Crop rotations with cereal crops like spring wheat help growers manage weeds, diseases and insects, reduce costs and create additional ROI opportunities.
Adding diversity to your crop rotation will minimize problems with weeds, diseases and other agronomic issues
Continuous cropping or a limited crop rotation can leave fields open to weed and disease issues, even the development of resistance.
Crop rotations, especially in the Northern Plains, that include cereal crops such as wheat help break the cycle of problem weeds, diseases and insects. Integrating more crops into the rotation can lead to better yield and ROI opportunities, according to the Cereal Experts with Bayer.

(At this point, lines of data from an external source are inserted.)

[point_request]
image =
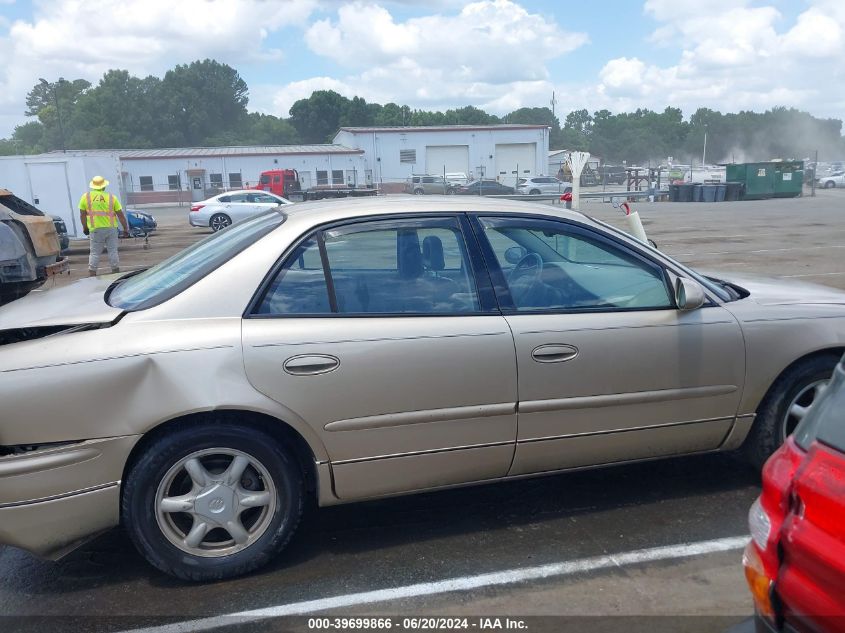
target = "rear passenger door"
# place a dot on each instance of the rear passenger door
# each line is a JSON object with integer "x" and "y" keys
{"x": 384, "y": 336}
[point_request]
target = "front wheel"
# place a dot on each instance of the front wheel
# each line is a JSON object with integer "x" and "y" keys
{"x": 219, "y": 221}
{"x": 215, "y": 501}
{"x": 785, "y": 405}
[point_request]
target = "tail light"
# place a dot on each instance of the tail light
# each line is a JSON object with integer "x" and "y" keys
{"x": 758, "y": 581}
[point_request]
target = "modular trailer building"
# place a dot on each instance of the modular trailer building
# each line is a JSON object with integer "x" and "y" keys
{"x": 382, "y": 157}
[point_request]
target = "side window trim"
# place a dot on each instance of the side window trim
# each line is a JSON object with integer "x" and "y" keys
{"x": 500, "y": 283}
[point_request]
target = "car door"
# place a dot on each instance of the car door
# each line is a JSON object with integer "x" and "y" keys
{"x": 384, "y": 336}
{"x": 609, "y": 369}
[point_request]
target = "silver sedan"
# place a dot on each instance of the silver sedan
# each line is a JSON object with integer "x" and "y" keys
{"x": 225, "y": 209}
{"x": 364, "y": 348}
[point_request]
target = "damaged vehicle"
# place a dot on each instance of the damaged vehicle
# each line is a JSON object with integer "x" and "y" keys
{"x": 352, "y": 350}
{"x": 30, "y": 248}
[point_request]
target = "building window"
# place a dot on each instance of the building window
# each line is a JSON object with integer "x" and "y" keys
{"x": 407, "y": 156}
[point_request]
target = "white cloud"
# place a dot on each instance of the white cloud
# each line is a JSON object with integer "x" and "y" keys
{"x": 731, "y": 56}
{"x": 492, "y": 54}
{"x": 62, "y": 39}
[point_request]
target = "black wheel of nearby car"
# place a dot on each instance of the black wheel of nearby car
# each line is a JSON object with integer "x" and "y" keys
{"x": 785, "y": 405}
{"x": 212, "y": 501}
{"x": 219, "y": 221}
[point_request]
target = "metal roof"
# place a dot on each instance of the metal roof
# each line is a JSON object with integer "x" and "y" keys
{"x": 251, "y": 150}
{"x": 443, "y": 128}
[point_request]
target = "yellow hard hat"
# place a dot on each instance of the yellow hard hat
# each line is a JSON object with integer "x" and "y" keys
{"x": 98, "y": 182}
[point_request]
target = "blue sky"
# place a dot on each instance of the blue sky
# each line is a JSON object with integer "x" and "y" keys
{"x": 495, "y": 54}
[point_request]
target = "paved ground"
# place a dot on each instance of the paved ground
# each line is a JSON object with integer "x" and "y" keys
{"x": 490, "y": 541}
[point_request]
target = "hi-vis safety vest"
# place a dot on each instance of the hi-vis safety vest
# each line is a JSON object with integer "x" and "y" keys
{"x": 101, "y": 209}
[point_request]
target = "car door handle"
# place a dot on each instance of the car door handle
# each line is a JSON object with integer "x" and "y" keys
{"x": 311, "y": 364}
{"x": 555, "y": 353}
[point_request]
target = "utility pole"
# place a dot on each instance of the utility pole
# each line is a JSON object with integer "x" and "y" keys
{"x": 52, "y": 89}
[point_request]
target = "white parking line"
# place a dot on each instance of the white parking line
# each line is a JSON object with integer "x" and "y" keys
{"x": 463, "y": 583}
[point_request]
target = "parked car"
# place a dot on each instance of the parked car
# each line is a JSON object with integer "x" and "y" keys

“Crop rotation also helps spread your risk from weather disasters and allows growers to spread out their workload,” states Kevin Thorsness, Bayer technical service representative and one of the Bayer Cereal Experts.
The Dakota Lakes Research Farms adds that crop diversity spreads crop risks, manages weed populations, enhances the soil profile and reduces fixed machinery costs. In addition, less diversity leads to profitability issues like increased input and labor costs.
Crop rotation and weeds
Crop diversity allows growers to rotate herbicide sites of action when managing weeds. Less diversity and use of the same herbicides leads to a greater chance of developing resistance.
“Ultimately [crop rotation] brings more sites of action to the acre over time versus relying on a narrow selection of products,” Thorsness said. As the popularity of soybeans with the glyphosate-resistant trait grew in the Northern Plains, so did the dependence on just a single herbicide for weed control. This led to an increase in glyphosate-resistant weeds like kochia, common ragweed, and tall waterhemp.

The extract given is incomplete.